AJOC EDITORIAL: Opponents of tax reform still don't get it
On the opposite page you’ll find that Rep. Les Gara has his knickers in a twist over the spurt of positive news flowing from the North Slope in the aftermath of the latest legislative session that ended with passage of a comprehensive oil tax reform bill.
A few days after Senate Bill 21 passed on the final day of the session April 14, ConocoPhillips said a rig was en route to the Kuparuk River field on the North Slope; Brooks Range Petroleum declared a goal for a 2014 production start-up at its small Mustang field; and the Spanish major Repsol announced three successful test wells drilled this past winter near the Colville Delta, and that two of them look promising for development after the tax change.
All of the companies praised the passage of SB 21 as an important step in the economics of these developments going forward and, naturally, this hasn’t sat well with the opponents of tax reform who are no rookies at playing PR themselves.
It is more than mildly amusing to observe these folks get so self-righteous while they brand tax reform a “giveaway” and proclaim a negative first quarter earnings report from ConocoPhillips as proof ACES works.
Sen. Bill Wielechowski accusing Gov. Sean Parnell of spreading “propaganda”?
Please. An amoeba has more self-awareness.
Of course we are not naïve enough here to believe there is no political timing to these announcements or comments about SB 21 — of course there is — but we are certainly not gullible enough to believe that ConocoPhillips mobilized an additional rig for the Slope earlier this year in the belief that ACES would continue.
The most casual observer knew that oil taxes would be cut in some manner this session after the Alaska voters spoke in the 2012 elections and broke up the Bipartisan Majority blocking Parnell’s signature policy goal in the Senate.
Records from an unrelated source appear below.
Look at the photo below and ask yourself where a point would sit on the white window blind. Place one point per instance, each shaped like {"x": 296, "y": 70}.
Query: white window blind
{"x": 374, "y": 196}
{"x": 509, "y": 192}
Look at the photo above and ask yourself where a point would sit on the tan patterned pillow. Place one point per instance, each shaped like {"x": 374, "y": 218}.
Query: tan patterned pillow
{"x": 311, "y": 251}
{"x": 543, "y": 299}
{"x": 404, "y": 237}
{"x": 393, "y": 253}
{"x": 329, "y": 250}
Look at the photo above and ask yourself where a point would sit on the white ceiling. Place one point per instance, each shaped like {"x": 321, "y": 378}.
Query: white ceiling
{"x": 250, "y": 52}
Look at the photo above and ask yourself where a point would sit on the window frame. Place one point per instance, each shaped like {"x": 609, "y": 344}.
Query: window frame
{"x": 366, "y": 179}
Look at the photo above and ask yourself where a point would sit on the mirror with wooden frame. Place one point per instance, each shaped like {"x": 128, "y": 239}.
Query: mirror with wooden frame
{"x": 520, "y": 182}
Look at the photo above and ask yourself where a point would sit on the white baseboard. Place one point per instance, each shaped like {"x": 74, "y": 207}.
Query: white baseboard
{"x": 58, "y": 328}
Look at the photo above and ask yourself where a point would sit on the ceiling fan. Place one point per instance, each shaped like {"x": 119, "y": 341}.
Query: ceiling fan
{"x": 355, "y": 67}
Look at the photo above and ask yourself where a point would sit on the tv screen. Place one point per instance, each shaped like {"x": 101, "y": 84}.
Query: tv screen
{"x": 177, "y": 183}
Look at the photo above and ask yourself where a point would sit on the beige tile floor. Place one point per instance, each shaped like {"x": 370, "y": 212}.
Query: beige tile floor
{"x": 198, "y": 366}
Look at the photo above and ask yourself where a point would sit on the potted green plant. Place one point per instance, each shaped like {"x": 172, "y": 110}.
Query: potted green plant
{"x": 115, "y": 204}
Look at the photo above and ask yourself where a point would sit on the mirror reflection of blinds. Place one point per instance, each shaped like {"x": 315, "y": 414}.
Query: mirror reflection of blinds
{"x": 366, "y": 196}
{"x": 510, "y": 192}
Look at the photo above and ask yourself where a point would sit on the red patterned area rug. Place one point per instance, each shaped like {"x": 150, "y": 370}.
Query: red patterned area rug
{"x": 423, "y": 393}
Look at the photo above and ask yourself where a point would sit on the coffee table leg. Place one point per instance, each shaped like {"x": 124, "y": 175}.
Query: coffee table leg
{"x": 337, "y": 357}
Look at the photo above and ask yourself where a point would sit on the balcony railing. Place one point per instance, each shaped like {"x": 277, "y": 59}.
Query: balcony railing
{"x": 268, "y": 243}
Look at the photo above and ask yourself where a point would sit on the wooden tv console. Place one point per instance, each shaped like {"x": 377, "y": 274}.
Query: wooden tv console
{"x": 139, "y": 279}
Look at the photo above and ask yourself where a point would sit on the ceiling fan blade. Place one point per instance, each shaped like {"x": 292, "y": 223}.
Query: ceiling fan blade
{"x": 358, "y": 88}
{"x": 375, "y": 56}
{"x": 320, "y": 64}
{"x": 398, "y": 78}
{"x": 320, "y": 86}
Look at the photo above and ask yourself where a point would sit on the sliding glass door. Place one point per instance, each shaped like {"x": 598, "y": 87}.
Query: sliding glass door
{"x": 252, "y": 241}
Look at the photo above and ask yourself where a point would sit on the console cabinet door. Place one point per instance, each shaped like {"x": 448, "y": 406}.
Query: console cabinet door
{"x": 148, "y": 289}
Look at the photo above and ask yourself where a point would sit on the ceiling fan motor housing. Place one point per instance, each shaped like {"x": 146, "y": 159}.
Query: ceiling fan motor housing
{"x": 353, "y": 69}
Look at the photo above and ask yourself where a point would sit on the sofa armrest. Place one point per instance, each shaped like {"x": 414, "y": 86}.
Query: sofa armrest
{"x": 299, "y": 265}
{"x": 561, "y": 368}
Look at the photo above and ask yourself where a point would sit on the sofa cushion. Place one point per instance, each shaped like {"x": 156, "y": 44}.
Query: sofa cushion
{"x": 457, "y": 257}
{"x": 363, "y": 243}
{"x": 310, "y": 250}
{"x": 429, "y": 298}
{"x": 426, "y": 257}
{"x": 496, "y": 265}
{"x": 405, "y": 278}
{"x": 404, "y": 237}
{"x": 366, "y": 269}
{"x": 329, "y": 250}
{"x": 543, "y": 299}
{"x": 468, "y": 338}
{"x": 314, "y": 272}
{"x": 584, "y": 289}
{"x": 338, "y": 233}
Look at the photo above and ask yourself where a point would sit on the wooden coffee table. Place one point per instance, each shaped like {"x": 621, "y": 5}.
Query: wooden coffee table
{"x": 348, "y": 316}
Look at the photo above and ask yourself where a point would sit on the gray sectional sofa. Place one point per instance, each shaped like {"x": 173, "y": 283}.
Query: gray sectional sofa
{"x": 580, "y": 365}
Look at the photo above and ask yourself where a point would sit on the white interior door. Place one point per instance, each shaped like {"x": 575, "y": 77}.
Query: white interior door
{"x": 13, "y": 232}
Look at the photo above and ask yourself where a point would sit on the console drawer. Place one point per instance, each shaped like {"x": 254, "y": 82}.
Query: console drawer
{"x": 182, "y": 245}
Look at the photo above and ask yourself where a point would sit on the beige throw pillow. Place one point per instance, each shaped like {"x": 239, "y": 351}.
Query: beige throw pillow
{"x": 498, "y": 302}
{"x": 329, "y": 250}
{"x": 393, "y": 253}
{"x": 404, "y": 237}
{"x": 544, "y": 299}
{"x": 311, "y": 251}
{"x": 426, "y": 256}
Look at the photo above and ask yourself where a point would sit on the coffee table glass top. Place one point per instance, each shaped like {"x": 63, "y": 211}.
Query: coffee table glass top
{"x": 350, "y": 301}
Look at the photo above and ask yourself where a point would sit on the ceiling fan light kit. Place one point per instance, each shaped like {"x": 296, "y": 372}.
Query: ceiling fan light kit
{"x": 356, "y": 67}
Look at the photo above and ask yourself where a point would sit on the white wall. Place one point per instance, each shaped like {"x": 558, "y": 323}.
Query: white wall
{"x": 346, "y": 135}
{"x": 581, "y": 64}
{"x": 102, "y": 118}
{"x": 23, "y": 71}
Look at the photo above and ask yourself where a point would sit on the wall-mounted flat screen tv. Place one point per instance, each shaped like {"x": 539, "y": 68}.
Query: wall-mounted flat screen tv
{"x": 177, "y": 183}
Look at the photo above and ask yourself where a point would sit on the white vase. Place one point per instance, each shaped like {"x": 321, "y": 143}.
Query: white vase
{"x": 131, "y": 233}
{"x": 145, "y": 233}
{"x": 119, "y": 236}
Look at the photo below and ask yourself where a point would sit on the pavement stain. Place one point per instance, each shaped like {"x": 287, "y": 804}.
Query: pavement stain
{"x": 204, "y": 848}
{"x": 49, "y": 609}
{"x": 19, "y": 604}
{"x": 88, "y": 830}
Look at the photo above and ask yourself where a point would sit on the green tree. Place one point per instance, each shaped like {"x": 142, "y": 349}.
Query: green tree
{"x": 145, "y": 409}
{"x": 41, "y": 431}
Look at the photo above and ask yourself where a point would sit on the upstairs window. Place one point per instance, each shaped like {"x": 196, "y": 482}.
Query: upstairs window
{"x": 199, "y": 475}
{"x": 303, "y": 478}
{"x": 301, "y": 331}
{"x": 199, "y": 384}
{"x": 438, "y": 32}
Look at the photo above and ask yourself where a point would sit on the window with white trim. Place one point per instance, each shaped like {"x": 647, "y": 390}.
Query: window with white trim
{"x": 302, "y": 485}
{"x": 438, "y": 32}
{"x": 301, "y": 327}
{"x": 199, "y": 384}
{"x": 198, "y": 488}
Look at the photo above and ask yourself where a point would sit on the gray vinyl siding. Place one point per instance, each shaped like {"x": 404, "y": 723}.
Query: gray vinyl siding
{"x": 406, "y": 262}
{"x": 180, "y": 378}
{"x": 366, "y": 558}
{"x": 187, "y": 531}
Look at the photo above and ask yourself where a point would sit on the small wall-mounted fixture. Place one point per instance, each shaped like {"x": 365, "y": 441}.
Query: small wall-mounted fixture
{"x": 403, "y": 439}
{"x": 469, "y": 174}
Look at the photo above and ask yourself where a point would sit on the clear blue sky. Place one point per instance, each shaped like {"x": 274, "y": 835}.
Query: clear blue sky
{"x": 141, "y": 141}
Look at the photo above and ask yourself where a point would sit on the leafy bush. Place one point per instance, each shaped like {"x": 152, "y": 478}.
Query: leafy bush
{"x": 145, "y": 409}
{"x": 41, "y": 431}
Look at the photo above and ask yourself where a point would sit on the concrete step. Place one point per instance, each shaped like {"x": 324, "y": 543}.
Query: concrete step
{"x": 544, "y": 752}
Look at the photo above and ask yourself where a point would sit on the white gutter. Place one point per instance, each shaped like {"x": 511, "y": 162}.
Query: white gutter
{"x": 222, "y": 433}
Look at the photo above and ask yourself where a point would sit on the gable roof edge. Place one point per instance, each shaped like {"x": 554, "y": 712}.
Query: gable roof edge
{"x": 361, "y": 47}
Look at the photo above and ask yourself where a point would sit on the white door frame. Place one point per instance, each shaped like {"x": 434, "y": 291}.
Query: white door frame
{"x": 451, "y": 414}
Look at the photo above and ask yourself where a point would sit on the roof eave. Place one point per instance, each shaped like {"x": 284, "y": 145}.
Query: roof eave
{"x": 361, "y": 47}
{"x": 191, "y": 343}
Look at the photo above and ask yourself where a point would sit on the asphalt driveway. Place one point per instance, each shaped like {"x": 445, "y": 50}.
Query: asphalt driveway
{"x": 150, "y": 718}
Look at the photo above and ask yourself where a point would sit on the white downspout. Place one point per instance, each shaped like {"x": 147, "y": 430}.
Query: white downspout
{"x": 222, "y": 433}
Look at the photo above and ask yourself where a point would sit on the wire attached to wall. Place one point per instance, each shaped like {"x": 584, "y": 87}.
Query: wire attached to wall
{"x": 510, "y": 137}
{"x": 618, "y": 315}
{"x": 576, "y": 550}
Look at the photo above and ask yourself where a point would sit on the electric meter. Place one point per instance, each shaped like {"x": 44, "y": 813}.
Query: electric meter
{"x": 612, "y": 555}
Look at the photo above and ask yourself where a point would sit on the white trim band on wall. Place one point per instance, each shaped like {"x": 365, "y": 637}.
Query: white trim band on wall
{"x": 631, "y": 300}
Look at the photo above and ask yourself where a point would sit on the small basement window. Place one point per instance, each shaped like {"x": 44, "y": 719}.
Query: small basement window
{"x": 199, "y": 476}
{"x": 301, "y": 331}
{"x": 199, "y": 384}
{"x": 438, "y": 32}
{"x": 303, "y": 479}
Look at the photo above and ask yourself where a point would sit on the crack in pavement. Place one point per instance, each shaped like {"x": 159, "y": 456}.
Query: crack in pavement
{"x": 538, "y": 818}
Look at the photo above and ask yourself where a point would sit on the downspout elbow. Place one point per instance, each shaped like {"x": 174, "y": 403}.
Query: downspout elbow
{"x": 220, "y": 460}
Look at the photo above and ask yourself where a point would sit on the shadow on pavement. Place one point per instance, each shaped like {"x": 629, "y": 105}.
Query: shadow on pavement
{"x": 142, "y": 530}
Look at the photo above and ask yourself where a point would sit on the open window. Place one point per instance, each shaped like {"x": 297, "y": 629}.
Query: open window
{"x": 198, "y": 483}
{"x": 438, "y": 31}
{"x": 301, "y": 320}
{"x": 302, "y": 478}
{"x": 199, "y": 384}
The only question would be by how much.
Let’s examine that for a moment.
Under SB 21, eliminating the punitive progressivity formula reduces revenue by $1.4 billion in fiscal year 2015, the first full year of the regime.
However, raising the base tax rate to 35 percent and limiting capital expenditure credits raises $1.725 billion to fully offset the elimination of progressivity and then some.
Where the fiscal hit happens — which assumes no new production from either legacy fields or new fields — is in the per barrel tax credit ranging from $0 at high prices to $8 at low prices.
This is the smartest way to issue credits. The companies get credit for what they produce, not for what they spend. Alaska receives no tax revenue from barrels that aren’t produced; but neither do the oil companies receive tax credits for not actually increasing production.
There’s a phenomenon that happens under highly progressive tax systems like ACES, with its investment tax credit system, called “gold-plating.” Essentially, companies have an incentive to maximize expenses because as prices fall, the state absorbs a greater and greater share of the costs and takes less and less for every $1 drop in prices because expenses remain a constant or increase.
So while opponents of tax reform routinely point to job and spending numbers on the Slope as proof ACES works, they do so while blithely ignoring the fact that production has not kept pace.
Those who claim Parnell is giving away tax dollars are, in fact, cheerleading for a program in which the state is footing the bill for companies to maintain the status quo of decline.
Under the per-barrel credit of SB 21, companies get tax credits for performance by increasing production. The upside for the companies is they get to keep more of their revenue, which has coincidentally been proven over time to be the surest economic incentive to grow.
In Gara’s defense of ACES, he bizarrely points to the ConocoPhillips move at Moose’s Tooth as having the goal of reducing the Kuparuk field decline from 6 percent per year to a 3 percent decline per year. Like Wielechowski’s backhanded congratulations to ConocoPhillips every quarter even when production and profits fall, the small-mindedness is astounding.
The goal isn’t simply to decline at a slower rate. The goal is to stop declining and move to growth. And unlike the days of rock bottom oil prices in the late 1990s and early 2000s, companies now have every reason to produce more.
One of the most absurd criticisms of SB 21, however, is that it doesn’t require companies to spend their Alaska profits in Alaska. This is the greatest evidence of all that the opponents of making Alaska a competitive oil jurisdiction just don’t get it.
What if other countries or states mandated that Shell or Repsol couldn’t spend their profits in Alaska? Despite Alaska sitting on top of the globe more connected to the international community in most ways than to the rest of the U.S., these critics still think they can craft such a regime that would restrict the capital decisions of multi-national corporations with options.
The correct path is to make Alaska hospitable enough that it’s better for the majors and the up-and-comers to not only make profits here, but to reinvest here.
Maintaining hostile postures and punitive taxes in the midst of a friendly regime oil boom in the Lower 48 is the worst choice our state could make.